= Garte Valley Railway =

The Garte Valley Railway (Gartetalbahn) or Göttingen Narrow Gauge Railway (Göttinger Kleinbahn AG), was a narrow-gauge rail line that served to connect the area east of the city to Göttingen, Lower Saxony, Germany, from 1897 through 1959.

The company was founded on 16 November 1896. Already in the next year, a 750 mm narrow-gauge line running along the Garte stream was laid in the direction of Rittmarshausen.

Originally going from Göttingen to Rittmarshausen, it was extended in 1907 to reach Duderstadt. The section to Duderstadt was not very popular and was temporarily discontinued in 1922. It was soon reinstated but permanently discontinued in 1931. With the rise of private vehicles and an adequate bus service, the remaining service was discontinued in the 1950s: in 1957 regular passenger service on the line ceased, and in 1959 the line closed with the last of its freight service. The tracks were dismantled.

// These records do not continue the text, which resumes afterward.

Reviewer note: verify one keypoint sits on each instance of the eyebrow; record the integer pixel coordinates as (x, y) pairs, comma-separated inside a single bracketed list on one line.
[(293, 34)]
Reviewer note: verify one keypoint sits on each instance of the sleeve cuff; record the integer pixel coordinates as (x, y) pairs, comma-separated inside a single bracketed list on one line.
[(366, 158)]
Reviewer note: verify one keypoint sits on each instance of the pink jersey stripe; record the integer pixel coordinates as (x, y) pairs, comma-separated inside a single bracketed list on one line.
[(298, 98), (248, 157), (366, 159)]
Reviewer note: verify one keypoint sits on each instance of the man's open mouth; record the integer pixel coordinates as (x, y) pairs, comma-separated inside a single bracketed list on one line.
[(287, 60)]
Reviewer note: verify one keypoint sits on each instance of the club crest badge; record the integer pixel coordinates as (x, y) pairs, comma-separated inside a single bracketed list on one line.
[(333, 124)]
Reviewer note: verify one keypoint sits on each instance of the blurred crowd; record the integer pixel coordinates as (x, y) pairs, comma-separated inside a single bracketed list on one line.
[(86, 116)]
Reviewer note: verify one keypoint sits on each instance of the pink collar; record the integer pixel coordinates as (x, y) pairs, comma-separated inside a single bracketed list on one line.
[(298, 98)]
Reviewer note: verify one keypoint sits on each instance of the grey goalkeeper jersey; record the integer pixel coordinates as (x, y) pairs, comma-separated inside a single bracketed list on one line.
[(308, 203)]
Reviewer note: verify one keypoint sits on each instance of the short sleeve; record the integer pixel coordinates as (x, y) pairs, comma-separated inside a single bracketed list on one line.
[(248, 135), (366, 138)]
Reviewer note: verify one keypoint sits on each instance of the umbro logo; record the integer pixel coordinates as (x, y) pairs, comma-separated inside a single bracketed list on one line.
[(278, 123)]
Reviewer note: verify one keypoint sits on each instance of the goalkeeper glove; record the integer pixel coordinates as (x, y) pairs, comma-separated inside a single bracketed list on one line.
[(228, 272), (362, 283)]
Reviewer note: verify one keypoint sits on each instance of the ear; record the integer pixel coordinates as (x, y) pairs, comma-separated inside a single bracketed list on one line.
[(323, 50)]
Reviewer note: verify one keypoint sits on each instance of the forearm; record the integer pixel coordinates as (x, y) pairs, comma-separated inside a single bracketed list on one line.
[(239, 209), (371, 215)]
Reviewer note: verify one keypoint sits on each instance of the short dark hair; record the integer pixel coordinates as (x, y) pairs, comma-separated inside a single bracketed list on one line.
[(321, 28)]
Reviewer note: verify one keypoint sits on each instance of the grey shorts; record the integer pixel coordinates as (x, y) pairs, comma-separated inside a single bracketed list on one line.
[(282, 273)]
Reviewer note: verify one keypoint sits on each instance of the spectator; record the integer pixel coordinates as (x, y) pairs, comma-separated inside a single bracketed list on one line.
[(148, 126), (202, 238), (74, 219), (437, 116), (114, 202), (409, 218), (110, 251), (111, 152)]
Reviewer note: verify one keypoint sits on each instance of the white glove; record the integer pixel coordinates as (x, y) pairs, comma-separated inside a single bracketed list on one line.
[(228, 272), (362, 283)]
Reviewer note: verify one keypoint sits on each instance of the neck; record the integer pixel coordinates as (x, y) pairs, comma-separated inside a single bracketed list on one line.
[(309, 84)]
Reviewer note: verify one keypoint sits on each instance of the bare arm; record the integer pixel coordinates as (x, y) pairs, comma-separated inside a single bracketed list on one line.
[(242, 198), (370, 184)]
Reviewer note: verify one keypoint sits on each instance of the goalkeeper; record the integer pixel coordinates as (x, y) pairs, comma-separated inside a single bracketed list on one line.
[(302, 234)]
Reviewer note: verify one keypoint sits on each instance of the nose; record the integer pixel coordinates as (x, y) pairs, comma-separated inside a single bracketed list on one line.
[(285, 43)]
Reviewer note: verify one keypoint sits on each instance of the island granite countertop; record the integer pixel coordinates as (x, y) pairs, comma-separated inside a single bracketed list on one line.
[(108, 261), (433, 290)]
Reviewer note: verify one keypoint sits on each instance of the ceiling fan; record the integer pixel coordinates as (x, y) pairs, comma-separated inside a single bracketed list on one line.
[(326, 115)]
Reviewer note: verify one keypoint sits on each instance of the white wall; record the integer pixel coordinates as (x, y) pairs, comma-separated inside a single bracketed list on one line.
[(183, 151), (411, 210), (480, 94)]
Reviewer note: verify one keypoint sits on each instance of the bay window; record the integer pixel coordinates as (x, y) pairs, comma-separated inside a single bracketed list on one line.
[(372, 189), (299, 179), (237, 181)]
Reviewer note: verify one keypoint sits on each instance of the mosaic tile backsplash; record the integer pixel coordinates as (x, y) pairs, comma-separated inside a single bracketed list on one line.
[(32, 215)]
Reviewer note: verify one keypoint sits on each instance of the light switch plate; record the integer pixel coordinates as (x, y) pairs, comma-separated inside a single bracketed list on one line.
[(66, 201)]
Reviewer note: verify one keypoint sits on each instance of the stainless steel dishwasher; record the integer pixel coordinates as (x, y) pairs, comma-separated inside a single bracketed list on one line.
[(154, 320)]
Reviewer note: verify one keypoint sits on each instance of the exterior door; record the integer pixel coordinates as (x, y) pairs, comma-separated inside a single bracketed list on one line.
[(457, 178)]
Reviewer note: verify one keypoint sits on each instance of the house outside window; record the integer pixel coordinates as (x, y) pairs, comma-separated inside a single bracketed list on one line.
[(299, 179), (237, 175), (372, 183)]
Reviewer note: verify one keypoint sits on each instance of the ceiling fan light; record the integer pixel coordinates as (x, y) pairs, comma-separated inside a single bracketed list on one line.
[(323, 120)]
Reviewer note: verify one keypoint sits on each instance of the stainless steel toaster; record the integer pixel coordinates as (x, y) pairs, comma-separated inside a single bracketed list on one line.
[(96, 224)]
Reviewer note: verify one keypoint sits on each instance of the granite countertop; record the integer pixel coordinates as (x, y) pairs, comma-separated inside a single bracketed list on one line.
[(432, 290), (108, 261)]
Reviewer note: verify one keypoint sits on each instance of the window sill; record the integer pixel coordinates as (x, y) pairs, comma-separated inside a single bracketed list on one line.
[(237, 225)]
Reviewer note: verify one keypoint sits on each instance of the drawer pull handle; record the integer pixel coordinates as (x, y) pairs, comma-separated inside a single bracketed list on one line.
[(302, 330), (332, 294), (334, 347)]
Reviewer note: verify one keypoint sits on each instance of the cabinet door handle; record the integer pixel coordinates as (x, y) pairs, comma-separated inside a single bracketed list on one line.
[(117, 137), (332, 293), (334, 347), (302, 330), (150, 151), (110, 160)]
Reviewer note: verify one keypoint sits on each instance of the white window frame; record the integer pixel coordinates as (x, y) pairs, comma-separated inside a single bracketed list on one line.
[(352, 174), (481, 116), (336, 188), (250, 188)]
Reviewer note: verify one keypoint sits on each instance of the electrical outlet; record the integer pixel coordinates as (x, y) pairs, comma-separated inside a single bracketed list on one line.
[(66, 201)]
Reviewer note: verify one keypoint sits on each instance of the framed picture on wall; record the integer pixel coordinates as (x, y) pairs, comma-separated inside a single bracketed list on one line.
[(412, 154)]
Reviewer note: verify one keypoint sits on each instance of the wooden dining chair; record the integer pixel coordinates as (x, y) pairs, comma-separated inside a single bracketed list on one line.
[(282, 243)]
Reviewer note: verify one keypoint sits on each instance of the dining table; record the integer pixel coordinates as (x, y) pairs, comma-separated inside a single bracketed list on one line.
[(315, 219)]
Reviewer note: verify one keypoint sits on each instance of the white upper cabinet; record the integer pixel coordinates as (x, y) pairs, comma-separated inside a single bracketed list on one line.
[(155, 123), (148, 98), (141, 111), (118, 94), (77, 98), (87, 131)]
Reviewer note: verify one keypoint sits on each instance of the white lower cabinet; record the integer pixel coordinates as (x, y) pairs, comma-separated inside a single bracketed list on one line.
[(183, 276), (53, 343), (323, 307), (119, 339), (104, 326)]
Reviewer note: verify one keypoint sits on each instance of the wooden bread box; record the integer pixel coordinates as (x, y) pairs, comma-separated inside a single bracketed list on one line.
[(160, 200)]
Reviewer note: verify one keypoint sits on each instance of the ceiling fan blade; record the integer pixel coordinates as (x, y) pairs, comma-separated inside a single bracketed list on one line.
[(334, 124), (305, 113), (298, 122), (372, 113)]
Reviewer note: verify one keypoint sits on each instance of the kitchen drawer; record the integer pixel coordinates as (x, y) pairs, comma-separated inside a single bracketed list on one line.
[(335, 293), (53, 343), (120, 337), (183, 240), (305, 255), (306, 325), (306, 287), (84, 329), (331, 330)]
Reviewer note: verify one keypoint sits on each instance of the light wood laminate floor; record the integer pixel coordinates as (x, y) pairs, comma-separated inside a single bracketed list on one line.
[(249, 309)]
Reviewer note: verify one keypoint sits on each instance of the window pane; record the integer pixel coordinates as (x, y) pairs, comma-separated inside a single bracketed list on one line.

Today a part of the railway terrace is used in the Lower Saxony bicycle-path systems, being a section of the Weser-Harz-Heide Cycle Route (Lower Saxony long-distance route RFW 5).

== Route ==
0.0 Göttingen Staatsbahnhof until 1922

0.4 Göttingen Gartetalbahnhof from 1922

1.1 Göttinger Brauhaus

2.0 Lindenkrug

4.0 Landwehrschenke

5.7 Garteschenke

9.3 Diemarden

10.7 Klein Lengden

11.9 Steinsmühle

12.8 Eichenkrug

13.9 Benniehausen

15.0 Waterloo

16.1 Gartebrücke

16.9 Wöllmarshausen

18.1 Rittmarshausen

18.7 Gartebrücke

19.2 Kerstlingerode

20.6 Beienrode

22.6 Weißenborn

26.5 Nathebrücke

29.6 Nesselröden

33.3 Westerode

35.6 Duderstadt

== Reference material ==
- Karl Burmester: Göttinger Kleinbahn A.G. – Chronik der Gartetalbahn, 1897-1957: 60 Jahre Kleinbahngeschichte. Verlag Göttinger Tageblatt, Göttingen 1987, ISBN 3-924781-14-1
- DVD Gartetalbahn, ed. by Institut f. wissenschaftlichen Film (IWF) gGmbH, Z12900
- Gerd Wolff: Deutsche Klein-und Privatbahnen. Band 11: Niedersachsen 3 - Südlich des Mittellandkanals. EK-Verlag, Freiburg 2009, ISBN 978-3-88255-670-4.